Isabelle Luccioni

Quelle est la construction dramaturgique d’Et puis voici mon cœur ?
La musique est la structure même du spectacle. Elle n’accompagne pas les textes, c’est une musique qui est un élément aussi important que la voix. Tout est musique et chant.
Ça ne veut pas dire qu’il y a de la musique tout le temps, car le silence c’est de la musique aussi. Je travaille avec Auguste Harlé (violoncelliste) et Haris Resic à une longue composition musicale sur ce spectacle. Et puis voici mon coeur c’est une partition rythmique.

Tu expliques qu’après Ulysse(s) (2015 au Garonne) tu as ressenti le désir de radicaliser ton travail de comédienne, notamment autour du monologue intérieur, qui t’est cher. Pourquoi ? Quelle est cette obsession pour le monologue ?
J’ai 62 ans. Hier soir, j’ai écouté une émission avec Régine Chopinot. J’adore cette femme. Elle dit qu’à 70 ans elle s’est rendu compte qu’elle fait toujours la même chose depuis le début de sa carrière.
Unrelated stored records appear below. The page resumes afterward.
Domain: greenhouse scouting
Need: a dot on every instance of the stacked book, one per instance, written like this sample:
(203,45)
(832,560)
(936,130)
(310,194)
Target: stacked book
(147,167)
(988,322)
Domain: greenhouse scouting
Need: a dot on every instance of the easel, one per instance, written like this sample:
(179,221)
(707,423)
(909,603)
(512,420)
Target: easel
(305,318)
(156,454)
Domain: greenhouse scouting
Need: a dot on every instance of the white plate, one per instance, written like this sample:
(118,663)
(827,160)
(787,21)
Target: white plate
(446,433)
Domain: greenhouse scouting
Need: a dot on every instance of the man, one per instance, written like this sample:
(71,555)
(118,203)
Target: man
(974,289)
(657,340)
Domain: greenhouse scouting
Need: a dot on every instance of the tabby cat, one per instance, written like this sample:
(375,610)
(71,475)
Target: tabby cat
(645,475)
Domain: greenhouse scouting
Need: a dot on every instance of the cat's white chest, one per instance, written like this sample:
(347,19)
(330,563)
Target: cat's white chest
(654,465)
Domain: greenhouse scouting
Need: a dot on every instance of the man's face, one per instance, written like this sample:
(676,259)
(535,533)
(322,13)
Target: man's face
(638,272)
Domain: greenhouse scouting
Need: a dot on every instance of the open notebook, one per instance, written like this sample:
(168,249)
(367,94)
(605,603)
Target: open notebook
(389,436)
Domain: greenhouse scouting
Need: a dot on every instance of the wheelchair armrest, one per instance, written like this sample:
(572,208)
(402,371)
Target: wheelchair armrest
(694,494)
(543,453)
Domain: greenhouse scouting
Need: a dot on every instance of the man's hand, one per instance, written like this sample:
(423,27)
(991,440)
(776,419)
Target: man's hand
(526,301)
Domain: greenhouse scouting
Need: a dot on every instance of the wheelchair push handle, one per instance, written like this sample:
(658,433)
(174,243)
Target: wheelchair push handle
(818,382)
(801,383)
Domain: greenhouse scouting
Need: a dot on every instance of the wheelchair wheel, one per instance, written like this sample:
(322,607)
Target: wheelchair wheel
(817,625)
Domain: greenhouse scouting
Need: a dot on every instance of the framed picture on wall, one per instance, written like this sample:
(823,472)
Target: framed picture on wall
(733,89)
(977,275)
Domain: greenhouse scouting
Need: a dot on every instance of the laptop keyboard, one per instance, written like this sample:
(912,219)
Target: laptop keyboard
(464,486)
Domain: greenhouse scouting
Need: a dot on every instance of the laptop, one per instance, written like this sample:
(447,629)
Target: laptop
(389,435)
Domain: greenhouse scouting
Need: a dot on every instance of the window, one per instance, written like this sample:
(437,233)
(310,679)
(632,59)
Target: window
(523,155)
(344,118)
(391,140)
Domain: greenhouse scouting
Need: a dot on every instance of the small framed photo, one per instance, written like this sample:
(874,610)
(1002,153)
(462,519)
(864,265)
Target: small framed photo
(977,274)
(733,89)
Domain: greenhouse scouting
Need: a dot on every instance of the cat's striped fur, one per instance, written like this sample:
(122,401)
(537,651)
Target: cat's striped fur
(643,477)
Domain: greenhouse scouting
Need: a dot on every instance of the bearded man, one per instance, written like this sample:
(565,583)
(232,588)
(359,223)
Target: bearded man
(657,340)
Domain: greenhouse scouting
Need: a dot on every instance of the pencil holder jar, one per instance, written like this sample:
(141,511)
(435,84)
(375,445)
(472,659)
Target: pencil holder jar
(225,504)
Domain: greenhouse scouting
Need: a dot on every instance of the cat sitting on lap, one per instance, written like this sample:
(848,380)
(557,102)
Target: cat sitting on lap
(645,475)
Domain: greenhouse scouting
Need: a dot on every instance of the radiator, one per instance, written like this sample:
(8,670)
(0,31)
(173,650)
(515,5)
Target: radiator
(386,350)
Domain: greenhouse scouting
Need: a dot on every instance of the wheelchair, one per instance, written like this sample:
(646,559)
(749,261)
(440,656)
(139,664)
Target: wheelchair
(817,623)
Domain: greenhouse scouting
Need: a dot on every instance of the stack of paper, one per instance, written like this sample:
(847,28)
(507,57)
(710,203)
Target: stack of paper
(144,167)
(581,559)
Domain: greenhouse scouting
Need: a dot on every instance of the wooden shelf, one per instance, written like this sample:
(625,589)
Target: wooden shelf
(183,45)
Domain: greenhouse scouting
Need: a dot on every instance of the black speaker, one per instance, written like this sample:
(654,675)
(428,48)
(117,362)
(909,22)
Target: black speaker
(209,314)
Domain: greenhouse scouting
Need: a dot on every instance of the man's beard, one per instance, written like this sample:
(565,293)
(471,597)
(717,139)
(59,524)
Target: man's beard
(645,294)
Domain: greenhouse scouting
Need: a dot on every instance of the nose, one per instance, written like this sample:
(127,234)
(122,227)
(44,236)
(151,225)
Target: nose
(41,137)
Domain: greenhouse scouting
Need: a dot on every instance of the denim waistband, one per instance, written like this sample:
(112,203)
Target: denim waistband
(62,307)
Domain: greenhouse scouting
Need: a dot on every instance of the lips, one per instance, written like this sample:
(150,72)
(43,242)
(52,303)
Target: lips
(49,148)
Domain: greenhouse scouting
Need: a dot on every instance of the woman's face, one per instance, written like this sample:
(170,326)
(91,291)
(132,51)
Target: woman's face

Ça m’a touchée, je me suis reconnue dans sa parole. Ça passe vite une vie de travail. Depuis le début où je travaille, je travaille sur le monologue intérieur. Pour moi, ça n’est pas seulement quelqu’un qui parle et qui s’adresse aux gens. C’est aussi en lien avec la pensée qui se déroule à l’intérieur de nous-même. C’est ça qui m’intéresse. Enfin… que je le veuille ou non, c’est ça qui arrive… que je le veuille ou non c’est comme ça. C’est. J’essaie d’être à l’écoute de ce qui se passe là, de la pensée, de ma pensée. Et ce qui se passe là, c’est de l’ordre de l’obsession, oui. De la fascination. Le rapport que nous pouvons avoir avec le monde et avec nous-même. Le va-et-vient constant entre l’extérieur et l’intérieur. J’essaie de trouver un langage au plateau, à partir de ça, de mon intériorité, de la rendre poreuse et partageable.
Nous venons de vivre deux années terribles, ça implique beaucoup de changement en nous, on se rend compte de la fragilité de notre existence : nous avons été mis face à la mort de manière brutale. Selon moi, nous revenons à des valeurs de l’intime, de l’humain, on a besoin de faire attention. Nous nous rendons compte que l’intime c’est précieux et j’essaie de construire avec ce spectacle une forme où chaque personne peut se reconnaître. Chez moi, cette notion d’intime s’exprime notamment à travers le monologue.
Dans mon premier spectacle, La trop bruyante solitude avec René Gouzenne, c’était déjà un monologue, il passait de la voix intérieure à une adresse publique. Je pense à une pièce de Beckett, une petite pièce exceptionnelle Va-et-vient : ça parle du passage entre la pensée et la parole et vice versa. Ce qui m’intéresse c’est ça, le passage. Par exemple au moment même où nous parlons, le passage entre ce que je dis et ce que je pense. Je cherche la nuit intérieure de chaque personne pour aller vers un langage qui serait plus universel. J’espère toucher chacun. Et quelque part, prendre la main de chacune des personnes dans la salle avec ma voix. C’est Paul Celan qui disait que la poésie c’était « prendre la main », je veux caresser un peu.
On a besoin de réapprendre à respirer, nous sommes en apnée. Nous sommes en convalescence. Nous avons besoin de réapprendre à marcher, à caresser, à chanter… C’est ce que disait Régine Chopinot hier dans l’émission. Elle ajoute « pour moi un danseur ce n’est pas quelqu’un qui danse bien, c’est quelqu’un qui vit sur le plateau. » Wahou ! Chopinot, 70 ans ! J’ai envie de donner cette vie-là, de donner un peu de ça. De donner envie aux gens de chanter, de danser. Donner des bouts de moi. Au début de ma carrière je ne faisais que du texte, après j’ai travaillé avec la vidéo, maintenant je me suis éloignée de tout ça… J’ai envie de créer des projections à l’intérieur même des spectateurs et spectatrices, sans support au plateau.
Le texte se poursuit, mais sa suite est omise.